Pseudomonas aeruginosa is a multidrug-resistant pathogenic bacterium that poses a substantial threat to global public health because of its resistance to antibiotics, and especially to last-resort colistin. The aim of this study is to perform a comparative analysis between the antibiotic-sensitive isolate A and the resistant isolate C (8 µg/mL for isolate A and 128 µg/mL for isolate C), with the intent of elucidating the discrete molecular mechanisms underpinning resistance.

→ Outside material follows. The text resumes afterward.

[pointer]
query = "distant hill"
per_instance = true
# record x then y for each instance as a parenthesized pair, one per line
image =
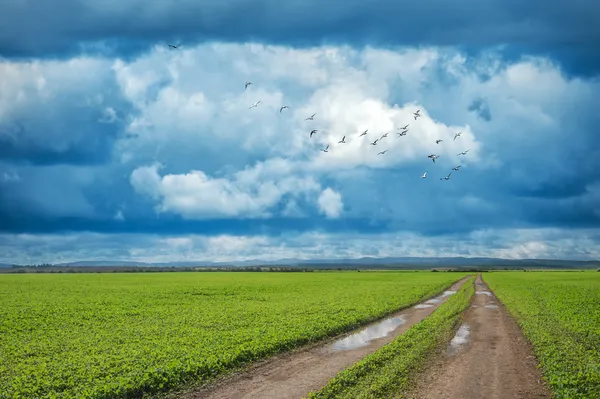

This investigation seeks to distinguish between pathways inherently expressed in the absence of antibiotic exposure (acquired resistance) and those activated in response to antibiotic challenge (induced resistance), thereby providing deeper insights into the multifaceted nature of antimicrobial resistance in P. aeruginosa.

Results

Proteomic analysis, performed under basal conditions and after exposure to increasing doses of colistin, revealed that, although both isolates have intrinsic resistance to several antimicrobials, the mechanisms underlying colistin resistance diverge significantly. While isolate A showed a stable proteomic response, characterized by the overexpression of proteins related to membrane remodeling and efflux systems, isolate C demonstrated a more dynamic response, evidenced by metabolic adaptations and oxidative stress mitigation mechanisms. These differences suggest that each isolate employs specific strategies to cope with antimicrobial pressure, which has direct implications for the choice of alternative therapies and the development of optimized dosing regimens.

Conclusions

The findings have direct implications for the choice of alternative therapies and the development of optimized dosing regimen. In summary, the results reinforce the complexity of resistance mechanisms in P. aeruginosa and highlight the importance of personalized therapeutic approaches for the management of infections caused by multidrug-resistant isolates.